Created attachment 97574 [details] Test program
Kernel is 2.4.21-9.ELsmp
Could you please try ftp://people.redhat.com/jakub/glibc/errata/2.3.2-95.10/ These packages have temporarily disabled FUTEX_REQUEUE.
The bug does not reproduce with 2.3.2-95.10.
I've seen this same bug with the Boehm-Demers-Weiser conservative garbage collector (aka libgc): http://www.hpl.hp.com/personal/Hans_Boehm/gc/ It was fixed by the updated glibc I got from here: ftp://people.redhat.com/jakub/glibc/errata/2.3.2-95.20/
An errata has been issued which should help the problem described in this bug report. This report is therefore being closed with a resolution of ERRATA. For more information on the solution and/or where to find the updated files, please follow the link below.
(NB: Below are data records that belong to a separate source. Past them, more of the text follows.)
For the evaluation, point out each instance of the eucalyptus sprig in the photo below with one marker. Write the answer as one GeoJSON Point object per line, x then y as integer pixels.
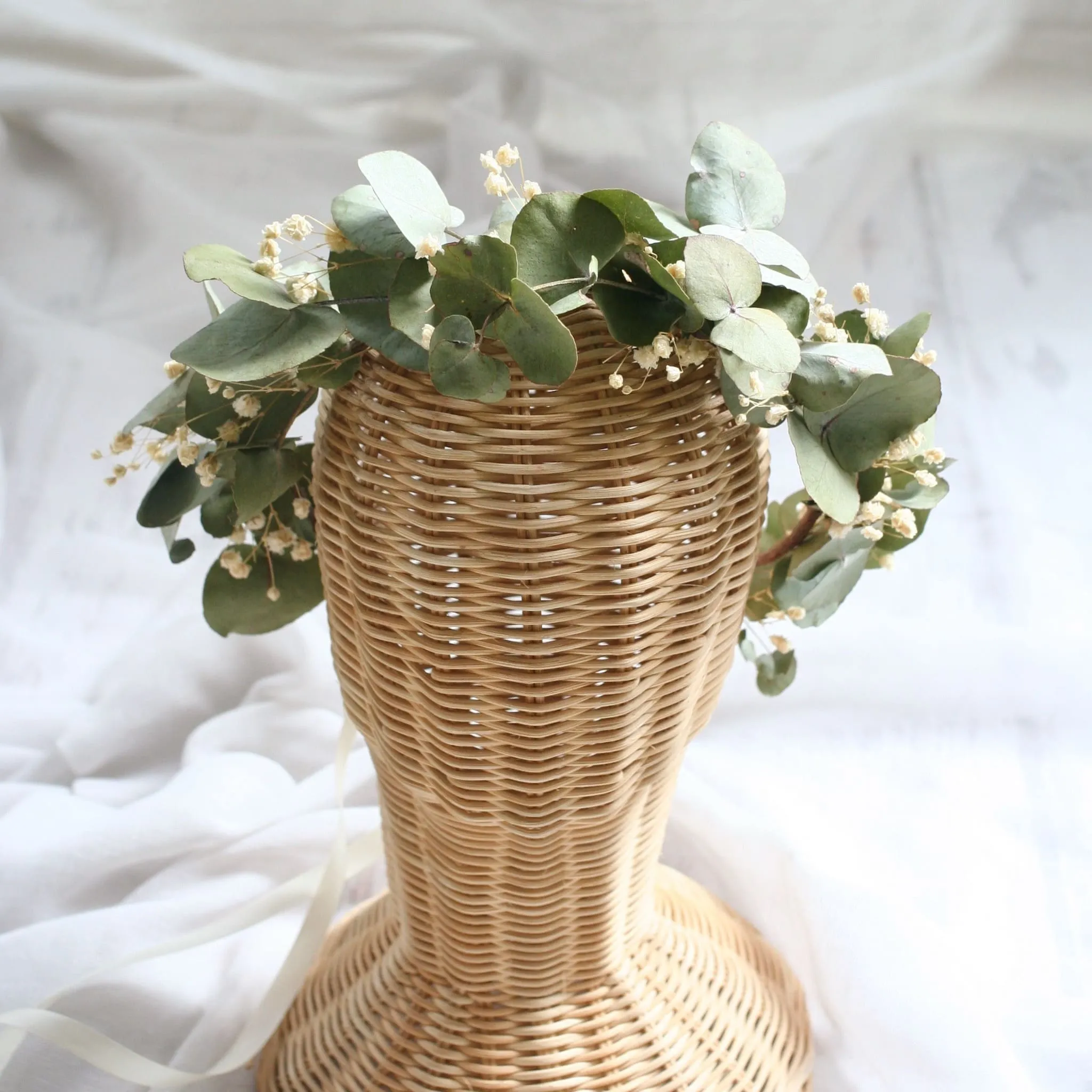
{"type": "Point", "coordinates": [391, 272]}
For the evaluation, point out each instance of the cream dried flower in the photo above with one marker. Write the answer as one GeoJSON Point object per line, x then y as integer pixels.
{"type": "Point", "coordinates": [207, 470]}
{"type": "Point", "coordinates": [229, 431]}
{"type": "Point", "coordinates": [267, 267]}
{"type": "Point", "coordinates": [298, 228]}
{"type": "Point", "coordinates": [662, 347]}
{"type": "Point", "coordinates": [876, 322]}
{"type": "Point", "coordinates": [334, 238]}
{"type": "Point", "coordinates": [302, 290]}
{"type": "Point", "coordinates": [247, 405]}
{"type": "Point", "coordinates": [427, 247]}
{"type": "Point", "coordinates": [496, 185]}
{"type": "Point", "coordinates": [903, 522]}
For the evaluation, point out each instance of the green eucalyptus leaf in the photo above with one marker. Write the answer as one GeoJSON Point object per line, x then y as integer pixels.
{"type": "Point", "coordinates": [853, 324]}
{"type": "Point", "coordinates": [903, 340]}
{"type": "Point", "coordinates": [363, 220]}
{"type": "Point", "coordinates": [879, 411]}
{"type": "Point", "coordinates": [178, 550]}
{"type": "Point", "coordinates": [822, 582]}
{"type": "Point", "coordinates": [261, 475]}
{"type": "Point", "coordinates": [473, 277]}
{"type": "Point", "coordinates": [411, 306]}
{"type": "Point", "coordinates": [636, 308]}
{"type": "Point", "coordinates": [793, 308]}
{"type": "Point", "coordinates": [459, 368]}
{"type": "Point", "coordinates": [175, 492]}
{"type": "Point", "coordinates": [219, 515]}
{"type": "Point", "coordinates": [734, 183]}
{"type": "Point", "coordinates": [830, 372]}
{"type": "Point", "coordinates": [829, 485]}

You may reopen this bug report if the solution does not work for you. http://rhn.redhat.com/errata/RHBA-2004-212.html
Here is a simplified reproducer (hangs with -b with glibc which doesn't have FUTEX_REQUEUE (or FUTEX_CMP_REQUEUE) commented out): #define _XOPEN_SOURCE 500 #include <unistd.h> #include <stdlib.h> #include <pthread.h> pthread_mutex_t mtx; pthread_cond_t cv; int broadcast; int nn; void * tf (void *arg) { for (;;) { pthread_mutex_lock (&mtx); while (!nn) pthread_cond_wait (&cv, &mtx); --nn; pthread_mutex_unlock (&mtx); } } int main (int argc, char **argv) { int i, spins = 0; pthread_mutexattr_t mtxa; pthread_mutexattr_init (&mtxa); pthread_mutexattr_settype (&mtxa, PTHREAD_MUTEX_ERRORCHECK_NP); pthread_mutex_init (&mtx, &mtxa); pthread_cond_init (&cv, NULL); if (argc > 1) { if (!strcmp (argv[1], "-b")) broadcast = 1; else if (!strcmp (argv[1], "-B")) broadcast = 2; } for (i = 0; i < 40; i++) { pthread_t th; pthread_create (&th, NULL, tf, NULL); } pthread_mutex_lock (&mtx); for (;;) { if ((spins++ % 1000) == 0) write (1, ".", 1); pthread_mutex_unlock (&mtx); pthread_mutex_lock (&mtx); int njobs = rand () % 41; nn = njobs; if (broadcast && (broadcast > 1 || (rand () % 30) == 0)) pthread_cond_broadcast (&cv); else while (njobs--) pthread_cond_signal (&cv); } } It happens even if cond->__data.__lock is held during the futex (FUTEX_REQUEUE) syscall and only hangs with -b option, doesn't hang without any options or with -B, so mixing pthread_cond_broadcast with pthread_cond_signal syscalls is essential.
*** Bug 121283 has been marked as a duplicate of this bug. ***
Was this bug accidentally linked to the wrong errata? I fail to see how an updated shadow-utils rpm resolves a problem with glibc/pthreads...
No, the reference is correct. shadow-utils has to be updated in addition to glibc.